Anyway, an objective review of the winners is required, so let’s have at it.

Chichen Itza (Mexico): Located in the Yucatan, the Chichen Itza is an icon of the Mayan civilization. At one time, it was a cultural and political center for the civilization, but evidence shows that its occupation came to a violent and strife-ridden end, a monumental testament to the grand achievements a civilization can accomplish in peace, and the price to be paid when there is war. Today, drunken college kids from spring break packages in Cancun appreciate its archeological splendor by vomiting on the stone-paved walkways and flashing the locals.

Christ the Redeemer (Brazil): It’s hard not to be impressed with the Christ Redeemer. I mean, it’s hard to top a 105-foot tall statue of the Savior. It makes the Statue of Liberty look downright sacrilegious in all her humble copper glory. Unlike Lady Liberty, though, Christ the Redeemer isn’t holding any stone tablets. Somehow, I think they missed the mark on that decision. It would have fit right in, having the statue of Christ clasping a list of the nine commandments. Here, I’m assuming in this case that the commandment concerning graven images has been repealed.

Great Wall
(China): Many people are surprised that this grand feat of engineering didn’t crack the original list. Few people realize that the reason for this was that China did not exist until Marco Polo discovered it in 1271 AD. A common urban legend states that the Great Wall is the only manmade object that can be seen from space. This is, as most things, an outright lie; there are many things that are visible from space, such as the national debt, the large, gaping hole in the logical theology of Scientology, and Gordon Brown’s sense of complete indifference. Anyway, the Great Wall managed to keep the barbarians at the gate, as it were, for several centuries, which is more than you can say for New Mexico and Hungary.

Machu Picchu (Peru): This Incan city is one of the most short-lived civic projects undertaken by a reasonably advanced civilization, being abandoned by its founders less than a hundred years after its construction, a feat matched only by the Millennium Dome. Granted, the rather quick arrival of the Spanish army may have had something to do with it, but I’d rather blame the Hearst Corporation or the metric system.

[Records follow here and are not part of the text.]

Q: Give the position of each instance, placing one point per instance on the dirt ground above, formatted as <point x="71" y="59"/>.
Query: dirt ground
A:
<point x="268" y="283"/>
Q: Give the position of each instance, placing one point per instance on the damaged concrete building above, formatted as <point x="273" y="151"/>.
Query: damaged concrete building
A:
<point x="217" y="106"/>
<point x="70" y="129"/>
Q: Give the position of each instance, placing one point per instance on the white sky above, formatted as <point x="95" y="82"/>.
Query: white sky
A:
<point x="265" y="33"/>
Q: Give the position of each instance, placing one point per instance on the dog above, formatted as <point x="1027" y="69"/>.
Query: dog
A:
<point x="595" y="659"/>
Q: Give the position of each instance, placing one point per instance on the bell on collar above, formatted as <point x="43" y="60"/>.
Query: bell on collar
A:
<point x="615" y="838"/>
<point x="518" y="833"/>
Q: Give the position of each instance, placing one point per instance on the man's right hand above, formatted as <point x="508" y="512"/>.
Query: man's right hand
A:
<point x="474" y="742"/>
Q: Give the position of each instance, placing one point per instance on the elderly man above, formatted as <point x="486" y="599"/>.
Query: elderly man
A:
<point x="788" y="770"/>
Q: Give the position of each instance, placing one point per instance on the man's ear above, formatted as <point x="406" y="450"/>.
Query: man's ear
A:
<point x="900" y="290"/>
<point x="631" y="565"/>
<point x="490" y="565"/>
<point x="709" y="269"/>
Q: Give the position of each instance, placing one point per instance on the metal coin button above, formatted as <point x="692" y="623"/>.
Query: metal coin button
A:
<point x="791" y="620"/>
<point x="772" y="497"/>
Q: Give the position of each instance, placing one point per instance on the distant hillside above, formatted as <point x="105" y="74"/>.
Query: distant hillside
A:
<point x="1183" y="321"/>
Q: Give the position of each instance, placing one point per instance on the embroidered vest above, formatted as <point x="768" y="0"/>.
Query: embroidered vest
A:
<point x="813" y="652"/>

Also, I hate llamas, and they run the place like the Irish run Boston. So to hell with them.

Coliseum (Rome): This one seems like a cop-out to me. Sure, I’m certain it was a grand structure in its time, but I’m also certain the resources, debt, slavery, and political maneuvering necessary wouldn’t even be close to matching what it takes to build a new sports complex in the States. I’m sure they had their own version of the “renaissance tax” to pay for its construction, a convenient lie, since throwing Christians to lions for the public’s viewing pleasuring isn’t any more of a “renaissance” than watching Barry Bonds injecting a baseball full of HGH.

Petra (Jordan): K. I’m going to be honest here. I had to look this one up. Usually anything I look at that involves the word “Petra” also involves the phrase “Russian hottie willing to do anything. Visa and Mastercard accepted.” It’s an ancient city in Jordan that tourists flock to, unless there’s any political instability in the area, which is one hundred percent of the time, in which case everyone stays the hell away. It was also the final location of the Holy Grail as evidenced in the scholarly work Indiana Jones and the Last Crusade.

Taj Mahal (India): The Indians were pushing hard for this one. Why they’d be so impressed with a casino in Atlantic City, I’ll never know.